BELFAST, Maine — City councilors have unanimously supported the creation of a public labyrinth walking path at Belfast Common and decided against the use of pesticides in the same park.

During the open to the public portion of Tuesday night’s regular council meeting, many concerned residents and park users from other communities told the councilors about their opposition to the use of pesticides in the common.

Belfast Parks and Recreation Department Director Norm Poirier had told councilors in a memo that the various methods of weed control used by the city were proving ineffective on a little-used walkway that heads down into the Belfast Common. One possible solution, though not one he recommended, would be to contract with a licensed applicator to spray pesticides in the area.

“Our town is better than that,” Sasha Kutsy of Belfast told councilors in regards to possible pesticide use.

Ann Mullen of the Belfast Garden Club told the councilors that she used to be a licensed pesticide applicator in the state of New York and knows a lot about them.

“Those things are all deadly,” she said. “They’re killers. That’s what they’re designed to be, killers. … These things can be valuable, in cases of public health emergencies. But they should always be used extremely judiciously.”

In the end, councilors agreed with the pesticide opponents and voted in favor of pulling up the paver stones on the walkway and reseeding the area with grass.

They also were supportive of a proposed 30-foot diameter paved labyrinth, a walking path that would be constructed and paid for by the Friends of Belfast Parks Labyrinth Committee. Supporters told councilors that the walking path ideally would draw more visitors to Belfast Common and even to the city.

“There will be people, nationally and internationally, who will say, ‘There’s a labyrinth in Belfast. Let’s go check it out,’” The Rev. Duncan Newcomer, a Veriditas-trained labyrinth expert who lives in Northport, said.

According to Veriditas, a nonprofit organization based in California that trains labyrinth facilitators around the world, a labyrinth is not a maze but rather a path of prayer and meditation.

“There are no tricks to it and no dead ends,” the description on the Veriditas website states. “Unlike a maze where you lose your way, the labyrinth is a spiritual tool that can help you find your way.”

The Belfast labyrinth committee is proposing to name the walking path for one of Belfast’s most accomplished residents, Phineas Parkhurst Quimby, who lived from 1802 to 1866 and who was a clockmaker, inventor, healer and metaphysical teacher. His work led to the 19th century New Thought philosophical movement.

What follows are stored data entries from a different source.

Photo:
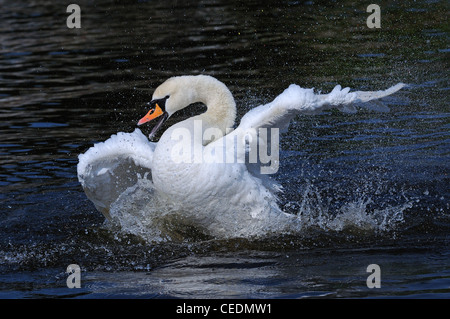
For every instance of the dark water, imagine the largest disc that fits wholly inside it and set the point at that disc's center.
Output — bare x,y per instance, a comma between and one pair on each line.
61,90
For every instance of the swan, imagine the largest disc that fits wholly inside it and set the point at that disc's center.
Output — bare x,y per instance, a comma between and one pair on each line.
222,198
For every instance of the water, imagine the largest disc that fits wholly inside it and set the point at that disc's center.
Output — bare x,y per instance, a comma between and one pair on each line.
370,187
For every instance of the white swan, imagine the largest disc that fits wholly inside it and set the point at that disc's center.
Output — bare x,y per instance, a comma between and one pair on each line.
222,198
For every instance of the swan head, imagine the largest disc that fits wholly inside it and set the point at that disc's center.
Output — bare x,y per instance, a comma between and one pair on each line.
173,95
178,92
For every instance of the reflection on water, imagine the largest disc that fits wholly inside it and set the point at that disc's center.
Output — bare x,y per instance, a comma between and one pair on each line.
63,89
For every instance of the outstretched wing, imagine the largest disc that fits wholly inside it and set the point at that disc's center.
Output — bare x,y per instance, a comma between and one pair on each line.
109,168
296,100
277,114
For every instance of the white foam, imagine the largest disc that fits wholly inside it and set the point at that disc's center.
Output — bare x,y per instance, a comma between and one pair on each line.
133,145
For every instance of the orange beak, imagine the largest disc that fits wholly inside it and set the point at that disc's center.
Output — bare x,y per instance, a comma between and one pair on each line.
152,114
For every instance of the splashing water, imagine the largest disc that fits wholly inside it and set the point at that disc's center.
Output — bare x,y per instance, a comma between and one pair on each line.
136,211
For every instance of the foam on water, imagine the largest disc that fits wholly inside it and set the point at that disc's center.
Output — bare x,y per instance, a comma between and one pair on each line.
134,208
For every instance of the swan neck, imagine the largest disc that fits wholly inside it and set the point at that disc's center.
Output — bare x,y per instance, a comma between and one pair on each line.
221,107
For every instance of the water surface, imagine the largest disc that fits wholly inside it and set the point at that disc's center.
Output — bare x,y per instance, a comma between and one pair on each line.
372,187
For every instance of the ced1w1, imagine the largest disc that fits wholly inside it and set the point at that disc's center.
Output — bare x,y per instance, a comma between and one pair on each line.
244,308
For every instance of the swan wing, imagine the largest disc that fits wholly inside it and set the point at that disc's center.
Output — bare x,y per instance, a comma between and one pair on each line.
296,100
108,169
277,114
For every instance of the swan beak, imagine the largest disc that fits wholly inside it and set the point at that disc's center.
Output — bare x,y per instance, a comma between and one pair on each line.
154,112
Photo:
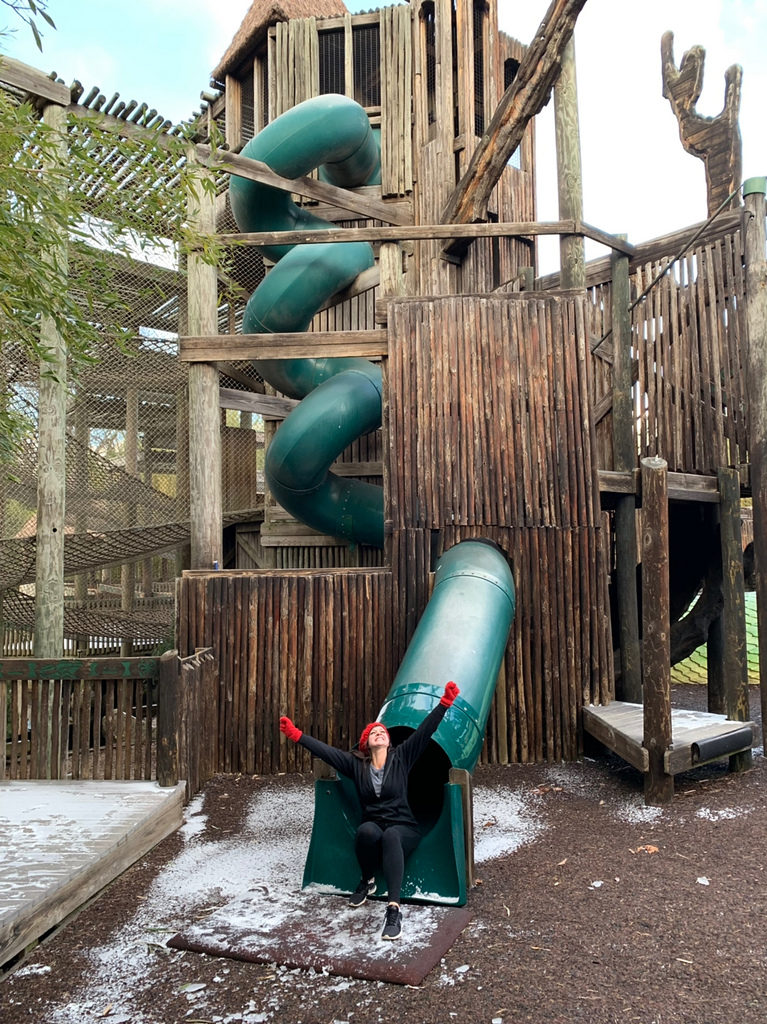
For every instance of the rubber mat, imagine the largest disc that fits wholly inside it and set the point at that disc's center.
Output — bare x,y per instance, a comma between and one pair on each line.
323,933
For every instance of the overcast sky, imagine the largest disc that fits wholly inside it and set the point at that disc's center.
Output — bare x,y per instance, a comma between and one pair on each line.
637,178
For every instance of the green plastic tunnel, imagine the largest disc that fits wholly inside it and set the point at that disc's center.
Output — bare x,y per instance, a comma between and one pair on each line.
341,397
462,636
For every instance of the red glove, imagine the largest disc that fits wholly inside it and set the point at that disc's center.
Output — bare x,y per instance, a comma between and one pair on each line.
451,692
290,730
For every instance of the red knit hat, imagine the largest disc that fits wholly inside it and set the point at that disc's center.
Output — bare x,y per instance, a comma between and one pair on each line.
366,733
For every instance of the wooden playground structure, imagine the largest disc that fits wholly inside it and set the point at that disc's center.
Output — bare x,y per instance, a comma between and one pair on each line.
569,418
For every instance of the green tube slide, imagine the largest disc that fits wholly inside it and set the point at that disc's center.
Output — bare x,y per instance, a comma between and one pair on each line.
341,398
462,636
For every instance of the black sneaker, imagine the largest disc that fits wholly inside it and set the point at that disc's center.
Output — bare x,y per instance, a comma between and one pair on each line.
363,891
392,923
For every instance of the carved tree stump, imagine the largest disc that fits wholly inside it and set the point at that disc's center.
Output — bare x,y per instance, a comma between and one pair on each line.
715,140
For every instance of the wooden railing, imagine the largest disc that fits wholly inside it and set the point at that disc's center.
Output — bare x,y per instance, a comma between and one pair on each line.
104,718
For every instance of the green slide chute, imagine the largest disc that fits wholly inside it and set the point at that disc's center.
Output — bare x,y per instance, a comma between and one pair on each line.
462,636
341,398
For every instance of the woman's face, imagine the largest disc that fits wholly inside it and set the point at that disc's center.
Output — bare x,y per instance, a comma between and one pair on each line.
378,737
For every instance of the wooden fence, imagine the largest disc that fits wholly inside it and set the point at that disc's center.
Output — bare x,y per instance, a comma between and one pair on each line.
315,645
688,340
135,718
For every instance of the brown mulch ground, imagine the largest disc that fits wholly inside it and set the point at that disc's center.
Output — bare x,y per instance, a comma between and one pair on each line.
613,913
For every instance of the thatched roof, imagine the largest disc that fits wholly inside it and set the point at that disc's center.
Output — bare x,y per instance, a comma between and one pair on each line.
264,13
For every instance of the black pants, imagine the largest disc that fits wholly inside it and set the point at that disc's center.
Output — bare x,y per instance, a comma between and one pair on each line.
387,848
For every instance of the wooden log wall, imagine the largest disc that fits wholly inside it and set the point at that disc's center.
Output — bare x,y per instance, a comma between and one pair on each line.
314,645
294,65
688,337
488,426
444,138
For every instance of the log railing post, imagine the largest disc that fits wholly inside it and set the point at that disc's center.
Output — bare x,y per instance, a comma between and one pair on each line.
205,430
51,432
735,655
756,376
167,720
569,176
658,785
625,461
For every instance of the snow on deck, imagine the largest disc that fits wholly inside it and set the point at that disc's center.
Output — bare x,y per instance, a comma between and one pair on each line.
62,842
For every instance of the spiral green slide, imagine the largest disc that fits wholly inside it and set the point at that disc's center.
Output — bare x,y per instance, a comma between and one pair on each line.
341,398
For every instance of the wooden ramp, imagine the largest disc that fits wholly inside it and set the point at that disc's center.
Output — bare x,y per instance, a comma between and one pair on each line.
62,842
696,736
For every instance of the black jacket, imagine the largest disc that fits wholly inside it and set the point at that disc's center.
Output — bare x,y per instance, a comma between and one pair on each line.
391,808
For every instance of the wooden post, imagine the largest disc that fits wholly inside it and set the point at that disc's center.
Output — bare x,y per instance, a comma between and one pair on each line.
51,442
205,434
167,720
459,776
658,785
625,460
569,175
756,376
128,571
733,591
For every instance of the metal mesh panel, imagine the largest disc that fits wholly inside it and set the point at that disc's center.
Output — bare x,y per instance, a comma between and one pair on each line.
367,46
248,107
332,61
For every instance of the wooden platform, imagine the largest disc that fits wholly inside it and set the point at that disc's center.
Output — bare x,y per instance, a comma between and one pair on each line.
696,736
62,842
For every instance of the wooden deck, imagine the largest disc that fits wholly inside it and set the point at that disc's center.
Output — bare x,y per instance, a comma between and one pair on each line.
696,736
62,842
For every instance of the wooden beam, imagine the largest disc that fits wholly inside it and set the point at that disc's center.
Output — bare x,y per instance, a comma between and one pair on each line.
270,407
625,458
658,784
735,654
756,376
22,76
205,433
256,170
682,486
569,174
525,96
301,345
51,484
514,228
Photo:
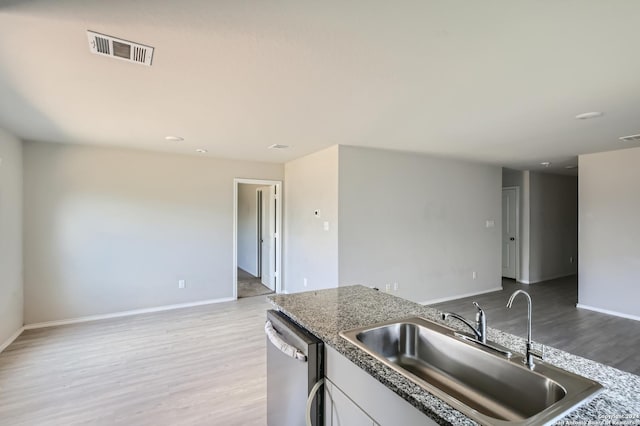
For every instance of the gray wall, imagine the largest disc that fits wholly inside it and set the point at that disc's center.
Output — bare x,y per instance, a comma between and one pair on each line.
11,289
553,226
309,250
110,230
248,228
609,266
418,221
548,224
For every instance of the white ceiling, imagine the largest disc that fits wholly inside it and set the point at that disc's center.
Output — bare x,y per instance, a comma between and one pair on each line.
491,81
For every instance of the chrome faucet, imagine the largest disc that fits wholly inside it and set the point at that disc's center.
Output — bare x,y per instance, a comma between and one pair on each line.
480,330
528,360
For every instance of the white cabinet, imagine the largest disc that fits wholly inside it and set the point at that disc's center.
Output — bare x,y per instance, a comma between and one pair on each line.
362,400
339,410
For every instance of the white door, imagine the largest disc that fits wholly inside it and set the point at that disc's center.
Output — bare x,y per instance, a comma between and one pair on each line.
509,232
268,237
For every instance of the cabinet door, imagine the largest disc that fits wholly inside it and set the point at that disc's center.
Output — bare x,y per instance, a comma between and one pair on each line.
341,411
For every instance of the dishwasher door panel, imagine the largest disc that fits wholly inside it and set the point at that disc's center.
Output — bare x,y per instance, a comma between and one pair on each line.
289,380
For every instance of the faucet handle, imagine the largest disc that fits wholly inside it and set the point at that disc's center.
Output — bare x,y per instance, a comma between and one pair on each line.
480,312
538,354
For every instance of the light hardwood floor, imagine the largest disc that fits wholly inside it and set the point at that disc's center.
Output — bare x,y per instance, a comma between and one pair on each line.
207,365
196,366
557,322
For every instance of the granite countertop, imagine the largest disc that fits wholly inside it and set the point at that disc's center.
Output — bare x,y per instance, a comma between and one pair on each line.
327,312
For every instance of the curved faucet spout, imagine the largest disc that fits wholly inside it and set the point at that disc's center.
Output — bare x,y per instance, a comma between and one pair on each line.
510,302
446,315
530,352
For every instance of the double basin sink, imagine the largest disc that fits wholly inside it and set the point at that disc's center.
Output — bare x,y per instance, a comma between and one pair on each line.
490,386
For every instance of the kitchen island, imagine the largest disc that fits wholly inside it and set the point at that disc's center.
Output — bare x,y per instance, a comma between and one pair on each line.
326,313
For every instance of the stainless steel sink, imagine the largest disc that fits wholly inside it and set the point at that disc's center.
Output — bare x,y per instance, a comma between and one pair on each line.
487,387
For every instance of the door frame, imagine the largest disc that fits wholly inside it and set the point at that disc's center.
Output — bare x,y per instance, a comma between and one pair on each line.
278,272
517,188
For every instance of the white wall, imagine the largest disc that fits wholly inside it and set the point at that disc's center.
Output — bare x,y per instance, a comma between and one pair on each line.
110,230
248,228
419,221
609,267
553,226
309,250
11,288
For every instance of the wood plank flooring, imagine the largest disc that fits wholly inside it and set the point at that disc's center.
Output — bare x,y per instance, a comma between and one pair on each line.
557,322
196,366
250,285
207,365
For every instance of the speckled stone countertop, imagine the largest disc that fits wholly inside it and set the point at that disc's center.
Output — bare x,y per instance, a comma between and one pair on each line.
327,312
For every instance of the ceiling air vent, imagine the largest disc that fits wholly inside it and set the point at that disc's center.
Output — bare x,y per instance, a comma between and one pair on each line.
105,45
631,138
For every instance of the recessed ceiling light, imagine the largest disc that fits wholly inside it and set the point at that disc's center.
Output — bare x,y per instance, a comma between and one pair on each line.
630,138
278,146
588,115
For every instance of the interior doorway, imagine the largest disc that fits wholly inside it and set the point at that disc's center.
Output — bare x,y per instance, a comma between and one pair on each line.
257,237
510,232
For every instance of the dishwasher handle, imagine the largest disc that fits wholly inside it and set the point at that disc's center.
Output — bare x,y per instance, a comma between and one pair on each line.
277,341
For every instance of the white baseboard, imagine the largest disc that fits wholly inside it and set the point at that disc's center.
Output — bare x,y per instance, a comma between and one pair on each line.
459,296
608,312
126,313
11,338
553,277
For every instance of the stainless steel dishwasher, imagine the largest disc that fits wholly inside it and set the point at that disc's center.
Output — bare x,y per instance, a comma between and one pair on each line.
294,373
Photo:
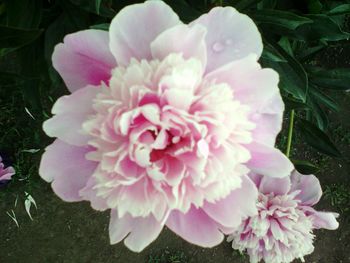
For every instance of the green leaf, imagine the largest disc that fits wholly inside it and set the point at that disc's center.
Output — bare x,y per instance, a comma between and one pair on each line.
323,28
90,6
186,12
314,6
11,37
267,4
242,5
104,26
318,113
340,10
29,58
294,104
98,6
317,138
9,78
285,44
323,99
338,79
305,167
293,78
23,13
280,19
270,53
305,52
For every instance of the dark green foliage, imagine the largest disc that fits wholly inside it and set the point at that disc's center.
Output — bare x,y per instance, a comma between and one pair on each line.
294,34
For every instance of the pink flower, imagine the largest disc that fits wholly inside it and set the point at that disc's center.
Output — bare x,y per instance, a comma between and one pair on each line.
283,229
5,173
164,122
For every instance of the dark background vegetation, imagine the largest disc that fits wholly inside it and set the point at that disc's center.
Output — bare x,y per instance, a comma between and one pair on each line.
305,41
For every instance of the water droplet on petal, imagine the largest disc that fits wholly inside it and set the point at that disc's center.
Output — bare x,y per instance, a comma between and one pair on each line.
218,47
228,42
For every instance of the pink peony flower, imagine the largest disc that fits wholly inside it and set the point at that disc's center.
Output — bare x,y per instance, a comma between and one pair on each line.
164,123
5,173
283,229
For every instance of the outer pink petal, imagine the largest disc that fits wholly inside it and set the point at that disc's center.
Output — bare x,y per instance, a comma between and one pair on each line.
195,227
268,161
70,113
252,85
278,186
66,167
89,193
239,204
257,88
181,39
269,121
136,26
143,230
326,220
309,186
231,36
84,58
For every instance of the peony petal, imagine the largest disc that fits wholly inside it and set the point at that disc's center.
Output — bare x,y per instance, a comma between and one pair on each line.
143,230
136,26
278,186
196,227
89,193
309,186
84,58
257,88
181,39
326,220
239,204
231,36
71,111
251,84
268,161
65,165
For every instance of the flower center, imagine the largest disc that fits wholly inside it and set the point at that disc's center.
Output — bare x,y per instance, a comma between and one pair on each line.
164,136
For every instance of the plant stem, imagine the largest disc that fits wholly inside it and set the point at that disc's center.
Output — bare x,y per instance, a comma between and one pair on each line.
290,133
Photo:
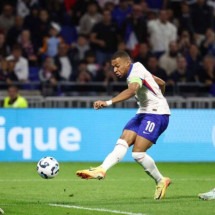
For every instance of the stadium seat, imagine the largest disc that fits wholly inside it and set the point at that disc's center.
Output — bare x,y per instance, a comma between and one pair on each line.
69,34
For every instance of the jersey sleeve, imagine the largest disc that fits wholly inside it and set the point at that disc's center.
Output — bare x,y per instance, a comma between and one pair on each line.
135,80
135,75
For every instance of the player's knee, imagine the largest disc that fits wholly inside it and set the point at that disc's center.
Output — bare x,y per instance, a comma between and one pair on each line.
138,156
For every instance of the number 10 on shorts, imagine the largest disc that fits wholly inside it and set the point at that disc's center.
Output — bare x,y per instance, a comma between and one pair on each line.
150,126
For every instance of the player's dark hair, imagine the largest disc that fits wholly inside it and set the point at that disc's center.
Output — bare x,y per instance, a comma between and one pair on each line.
120,54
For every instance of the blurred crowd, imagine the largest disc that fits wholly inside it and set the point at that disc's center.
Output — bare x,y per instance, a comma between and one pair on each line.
54,41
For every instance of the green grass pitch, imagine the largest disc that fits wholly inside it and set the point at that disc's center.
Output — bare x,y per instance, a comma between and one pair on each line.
126,190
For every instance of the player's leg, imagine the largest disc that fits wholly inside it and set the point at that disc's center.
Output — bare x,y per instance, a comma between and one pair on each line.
127,138
150,129
210,195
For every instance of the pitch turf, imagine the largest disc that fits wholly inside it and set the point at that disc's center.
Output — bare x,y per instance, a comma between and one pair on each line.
126,189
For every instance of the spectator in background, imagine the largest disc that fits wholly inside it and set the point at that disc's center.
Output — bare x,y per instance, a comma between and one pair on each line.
104,38
168,61
89,19
79,49
29,51
181,74
184,42
21,64
161,33
208,44
6,18
207,71
14,100
185,20
15,31
193,58
103,3
63,62
134,29
23,7
143,54
7,74
47,75
4,49
31,22
202,18
105,74
92,65
50,44
83,75
154,68
41,28
121,12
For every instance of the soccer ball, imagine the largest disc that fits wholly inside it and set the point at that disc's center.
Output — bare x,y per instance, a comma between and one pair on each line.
48,167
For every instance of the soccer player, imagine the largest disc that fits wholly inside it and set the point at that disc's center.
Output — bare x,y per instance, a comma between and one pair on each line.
143,130
210,195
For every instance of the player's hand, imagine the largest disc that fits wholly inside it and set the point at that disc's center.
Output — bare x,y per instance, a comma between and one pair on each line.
99,104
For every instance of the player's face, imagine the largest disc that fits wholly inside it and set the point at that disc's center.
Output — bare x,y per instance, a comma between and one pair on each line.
120,66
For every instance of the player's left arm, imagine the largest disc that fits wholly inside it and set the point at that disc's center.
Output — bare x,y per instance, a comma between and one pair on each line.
161,83
124,95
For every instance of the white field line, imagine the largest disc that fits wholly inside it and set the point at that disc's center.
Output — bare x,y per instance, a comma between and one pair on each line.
109,179
96,209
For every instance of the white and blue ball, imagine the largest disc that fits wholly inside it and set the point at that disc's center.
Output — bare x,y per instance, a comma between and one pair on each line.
48,167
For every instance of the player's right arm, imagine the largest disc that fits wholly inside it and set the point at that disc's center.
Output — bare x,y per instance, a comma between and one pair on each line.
124,95
161,83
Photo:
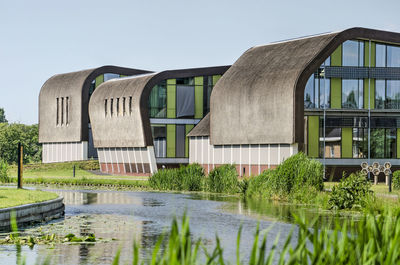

The labyrinth has a projected cost of between $26,500 and $30,000, with all funds to be raised by the committee. If the $30,000 funding goal is reached by June 30, the labyrinth project should be completed by mid-July. If it is not, it will be finished as funding is received, according to a proposal from the committee.

Mayor Walter Ash said that the Friends of Belfast Parks and its committees have done good work for the city.

“A lot of stuff we have in this community, we wouldn’t have without your group,” he said.

In other business, the council voted to increase the fire suppression costs for the neighboring town of Swanville by 10 percent annually for five years, for an eventual cost of $38,000 per year. Swanville does not have its own fire department.

“It seems to me that even at $38,000, they’re still getting a deal,” Councilor Neal Harkness said. “I think this is very, very reasonable.”